Online sports bookmaker Betfair has seen a growth in activity and click-rate on its website, and a growth in revenue overall due to its use of real-time decision making software behind its website.
The firm made the decision to look into new technologies to personalise the content served on its website, to get away from the ‘one size fits all' approach it had used previously.
James Knight, web capabilities product manager at Betfair, told delegates yesterday at Gartner's Business Intelligence Summit that an initial 23 potential suppliers was eventually cut down to one.
"We went through a rigorous selection process and found 23 potential suppliers. We cut this to a shortlist of six, who performed technology presentations for us, after which we cut to three suppliers."

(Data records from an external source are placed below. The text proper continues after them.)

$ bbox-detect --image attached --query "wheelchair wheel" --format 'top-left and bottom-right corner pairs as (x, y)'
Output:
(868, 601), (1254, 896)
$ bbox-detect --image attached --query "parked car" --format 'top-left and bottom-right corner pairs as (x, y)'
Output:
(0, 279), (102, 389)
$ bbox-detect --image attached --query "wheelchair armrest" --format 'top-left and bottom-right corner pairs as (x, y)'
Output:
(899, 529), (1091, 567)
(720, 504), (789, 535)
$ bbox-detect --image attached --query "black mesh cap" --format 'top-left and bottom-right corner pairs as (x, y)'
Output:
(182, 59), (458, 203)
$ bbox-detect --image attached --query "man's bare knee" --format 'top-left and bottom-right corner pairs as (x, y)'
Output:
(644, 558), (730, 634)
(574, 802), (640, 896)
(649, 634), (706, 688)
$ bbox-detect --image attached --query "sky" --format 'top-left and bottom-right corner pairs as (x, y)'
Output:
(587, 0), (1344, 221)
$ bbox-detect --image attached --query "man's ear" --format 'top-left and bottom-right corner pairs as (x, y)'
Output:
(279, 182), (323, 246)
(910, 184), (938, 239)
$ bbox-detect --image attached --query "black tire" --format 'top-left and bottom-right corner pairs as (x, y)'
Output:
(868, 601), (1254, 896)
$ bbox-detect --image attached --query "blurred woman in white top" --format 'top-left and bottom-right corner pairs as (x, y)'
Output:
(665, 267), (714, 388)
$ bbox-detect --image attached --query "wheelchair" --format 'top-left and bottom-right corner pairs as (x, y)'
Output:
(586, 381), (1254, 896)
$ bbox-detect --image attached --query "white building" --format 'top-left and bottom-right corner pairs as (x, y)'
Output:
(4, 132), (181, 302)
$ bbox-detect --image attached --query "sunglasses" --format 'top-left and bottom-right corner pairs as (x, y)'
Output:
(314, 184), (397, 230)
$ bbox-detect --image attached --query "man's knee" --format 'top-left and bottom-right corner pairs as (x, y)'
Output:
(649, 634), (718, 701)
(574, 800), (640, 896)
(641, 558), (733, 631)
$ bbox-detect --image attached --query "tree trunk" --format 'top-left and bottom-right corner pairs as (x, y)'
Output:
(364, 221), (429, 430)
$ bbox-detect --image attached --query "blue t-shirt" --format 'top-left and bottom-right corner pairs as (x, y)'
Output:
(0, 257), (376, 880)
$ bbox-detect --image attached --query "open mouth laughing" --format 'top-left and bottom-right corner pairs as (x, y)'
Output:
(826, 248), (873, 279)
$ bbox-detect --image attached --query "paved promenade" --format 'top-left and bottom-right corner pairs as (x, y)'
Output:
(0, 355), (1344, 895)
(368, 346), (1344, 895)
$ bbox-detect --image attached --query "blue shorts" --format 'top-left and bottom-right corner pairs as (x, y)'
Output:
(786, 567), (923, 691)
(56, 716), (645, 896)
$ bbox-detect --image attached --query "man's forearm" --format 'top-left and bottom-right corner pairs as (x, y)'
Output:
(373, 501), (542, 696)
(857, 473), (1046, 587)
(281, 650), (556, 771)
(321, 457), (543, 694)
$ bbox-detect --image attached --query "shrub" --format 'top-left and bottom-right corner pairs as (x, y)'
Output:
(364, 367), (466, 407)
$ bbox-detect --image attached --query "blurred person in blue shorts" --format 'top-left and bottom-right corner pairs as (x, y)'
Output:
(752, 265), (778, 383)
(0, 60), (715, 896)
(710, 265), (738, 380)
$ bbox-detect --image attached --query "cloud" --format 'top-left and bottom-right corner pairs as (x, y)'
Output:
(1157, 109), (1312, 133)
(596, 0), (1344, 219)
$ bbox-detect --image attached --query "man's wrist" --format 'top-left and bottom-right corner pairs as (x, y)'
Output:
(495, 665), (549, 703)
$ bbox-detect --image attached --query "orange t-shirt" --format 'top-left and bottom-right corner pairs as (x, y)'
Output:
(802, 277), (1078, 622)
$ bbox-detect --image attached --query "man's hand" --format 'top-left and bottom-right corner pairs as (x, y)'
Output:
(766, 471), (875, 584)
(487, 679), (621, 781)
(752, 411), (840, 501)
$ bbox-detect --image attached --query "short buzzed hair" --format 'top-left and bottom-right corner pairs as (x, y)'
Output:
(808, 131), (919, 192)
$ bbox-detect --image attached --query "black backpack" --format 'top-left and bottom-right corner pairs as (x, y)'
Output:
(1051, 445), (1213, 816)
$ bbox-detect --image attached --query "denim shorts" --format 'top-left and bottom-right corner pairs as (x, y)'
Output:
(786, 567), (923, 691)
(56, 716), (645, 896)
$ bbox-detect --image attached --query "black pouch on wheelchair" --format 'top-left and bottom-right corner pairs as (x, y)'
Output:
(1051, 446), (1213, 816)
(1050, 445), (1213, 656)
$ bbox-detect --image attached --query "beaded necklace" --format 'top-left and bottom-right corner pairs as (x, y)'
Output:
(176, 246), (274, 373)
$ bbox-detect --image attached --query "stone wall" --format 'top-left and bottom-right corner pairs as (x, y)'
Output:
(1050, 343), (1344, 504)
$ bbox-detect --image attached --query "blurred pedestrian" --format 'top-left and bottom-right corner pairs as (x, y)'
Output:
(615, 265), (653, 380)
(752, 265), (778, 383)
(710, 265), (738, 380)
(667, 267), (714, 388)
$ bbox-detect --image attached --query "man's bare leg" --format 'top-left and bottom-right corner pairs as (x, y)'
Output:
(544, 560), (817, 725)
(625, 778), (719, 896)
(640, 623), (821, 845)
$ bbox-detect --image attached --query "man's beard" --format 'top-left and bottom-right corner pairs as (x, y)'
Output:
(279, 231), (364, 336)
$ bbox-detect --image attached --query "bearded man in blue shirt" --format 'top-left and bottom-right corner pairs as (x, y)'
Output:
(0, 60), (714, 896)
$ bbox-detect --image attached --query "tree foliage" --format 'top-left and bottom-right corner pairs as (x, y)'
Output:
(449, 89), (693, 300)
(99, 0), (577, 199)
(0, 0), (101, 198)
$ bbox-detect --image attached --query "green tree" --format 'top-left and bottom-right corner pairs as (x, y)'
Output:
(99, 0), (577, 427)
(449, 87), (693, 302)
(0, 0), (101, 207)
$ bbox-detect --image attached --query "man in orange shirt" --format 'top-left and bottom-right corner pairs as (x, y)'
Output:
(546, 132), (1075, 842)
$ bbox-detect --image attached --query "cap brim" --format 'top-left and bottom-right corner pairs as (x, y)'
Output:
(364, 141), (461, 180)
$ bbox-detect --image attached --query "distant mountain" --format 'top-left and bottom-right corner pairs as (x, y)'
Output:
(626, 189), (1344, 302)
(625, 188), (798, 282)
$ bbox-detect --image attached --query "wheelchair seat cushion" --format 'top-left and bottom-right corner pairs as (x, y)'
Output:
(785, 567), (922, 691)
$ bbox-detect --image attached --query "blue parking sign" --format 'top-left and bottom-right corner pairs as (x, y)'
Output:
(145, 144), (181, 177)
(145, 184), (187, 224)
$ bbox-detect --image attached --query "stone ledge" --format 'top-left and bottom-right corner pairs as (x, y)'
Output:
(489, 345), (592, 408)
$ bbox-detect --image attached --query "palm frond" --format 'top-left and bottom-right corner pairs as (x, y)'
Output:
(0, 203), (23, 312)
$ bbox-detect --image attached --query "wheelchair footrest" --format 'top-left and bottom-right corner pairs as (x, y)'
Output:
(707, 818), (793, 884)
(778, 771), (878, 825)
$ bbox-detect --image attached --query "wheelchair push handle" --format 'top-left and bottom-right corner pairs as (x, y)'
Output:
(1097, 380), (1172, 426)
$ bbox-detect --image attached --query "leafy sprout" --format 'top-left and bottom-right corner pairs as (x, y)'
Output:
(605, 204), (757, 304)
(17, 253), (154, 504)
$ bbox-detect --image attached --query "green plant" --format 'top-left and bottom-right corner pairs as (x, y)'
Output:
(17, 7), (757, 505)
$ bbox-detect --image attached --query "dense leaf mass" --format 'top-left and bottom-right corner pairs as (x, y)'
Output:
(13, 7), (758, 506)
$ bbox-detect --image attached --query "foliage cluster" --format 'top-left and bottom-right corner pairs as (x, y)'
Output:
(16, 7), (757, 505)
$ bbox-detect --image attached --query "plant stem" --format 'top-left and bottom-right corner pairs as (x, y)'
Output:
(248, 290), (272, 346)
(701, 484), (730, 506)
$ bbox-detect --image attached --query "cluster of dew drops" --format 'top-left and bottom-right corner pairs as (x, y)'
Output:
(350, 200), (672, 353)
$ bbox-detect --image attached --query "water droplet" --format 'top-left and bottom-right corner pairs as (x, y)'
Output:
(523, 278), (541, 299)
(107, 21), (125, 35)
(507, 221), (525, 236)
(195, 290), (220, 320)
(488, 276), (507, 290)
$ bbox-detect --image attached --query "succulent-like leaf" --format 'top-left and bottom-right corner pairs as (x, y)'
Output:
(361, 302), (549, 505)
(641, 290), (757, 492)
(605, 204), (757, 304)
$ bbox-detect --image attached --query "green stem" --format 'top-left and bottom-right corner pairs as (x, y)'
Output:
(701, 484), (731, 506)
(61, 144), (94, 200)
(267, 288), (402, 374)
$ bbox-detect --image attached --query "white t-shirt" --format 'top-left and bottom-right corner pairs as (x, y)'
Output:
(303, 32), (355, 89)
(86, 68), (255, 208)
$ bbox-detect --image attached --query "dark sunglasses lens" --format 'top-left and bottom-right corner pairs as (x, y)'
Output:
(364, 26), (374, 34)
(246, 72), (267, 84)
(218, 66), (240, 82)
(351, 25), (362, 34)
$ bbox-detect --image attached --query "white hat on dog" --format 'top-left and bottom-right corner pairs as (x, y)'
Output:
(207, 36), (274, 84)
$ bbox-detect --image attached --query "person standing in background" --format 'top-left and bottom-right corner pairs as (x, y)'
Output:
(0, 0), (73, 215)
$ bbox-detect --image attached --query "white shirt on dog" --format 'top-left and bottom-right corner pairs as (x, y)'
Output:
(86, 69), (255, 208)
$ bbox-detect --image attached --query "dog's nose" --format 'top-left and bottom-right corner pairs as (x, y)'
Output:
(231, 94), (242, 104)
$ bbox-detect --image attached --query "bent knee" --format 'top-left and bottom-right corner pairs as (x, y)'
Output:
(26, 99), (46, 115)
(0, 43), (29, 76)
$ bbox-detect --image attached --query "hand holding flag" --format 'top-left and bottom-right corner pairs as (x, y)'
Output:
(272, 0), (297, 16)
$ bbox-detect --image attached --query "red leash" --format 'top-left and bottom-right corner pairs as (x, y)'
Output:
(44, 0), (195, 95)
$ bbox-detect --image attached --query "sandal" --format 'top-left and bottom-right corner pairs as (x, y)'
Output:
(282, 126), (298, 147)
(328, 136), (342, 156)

After visiting firms around the US and Europe, Betfair eventually decided to select Oracle's RTD database.
Knight explained that a key requirement was that the system would be able to learn.
"We wanted a self-learning system. The system has to know how to categorise people. For example, once it has seen that the majority of people of a certain age from a certain country like betting on a certain sport, it will start suggesting that."
This is a function that previously required manual intervention, but now happens automatically.
Knight said that an important factor was that this did not slow down the customer experience.
"On average we are making 2,500 decisions per customer in around 50 miliseconds. Decisions like which sport we should drive the customer to. That means we can use this on the web, and serve it to mobile devices."
Knight explained that the system takes data from many different sources in order to decide what content to show to users, based on their demographics and likely areas of interest.
"300 elements of customer data gets pushed into Oracle RTD, such as behavioural data, what they are doing on site, what information they look at, and we have information coming from the sporting and betting market every minute.
"The system takes this info and pushes out relevant content to customers. Feedback then goes to RTD so it can learn if it has been successful."
The firm then uses web analytics to understand the impact it is having on the user journey. It is able now to find out if the personalised content is taking customers away from areas they are more interested in, and thus more likely to bet on, or instead if it is encouraging them to bet more.
As opposed to the real-time data component, this analysis can happen over a longer period, and does not necessarily involve decision making during the customer's visit.
This has resulted in improved user activity from the parts of the site driven by RTD, which translates to improved revenue.
"We've seen a 400 per cent uplift in click rate in the target group which is driven by RTD," explained Knight.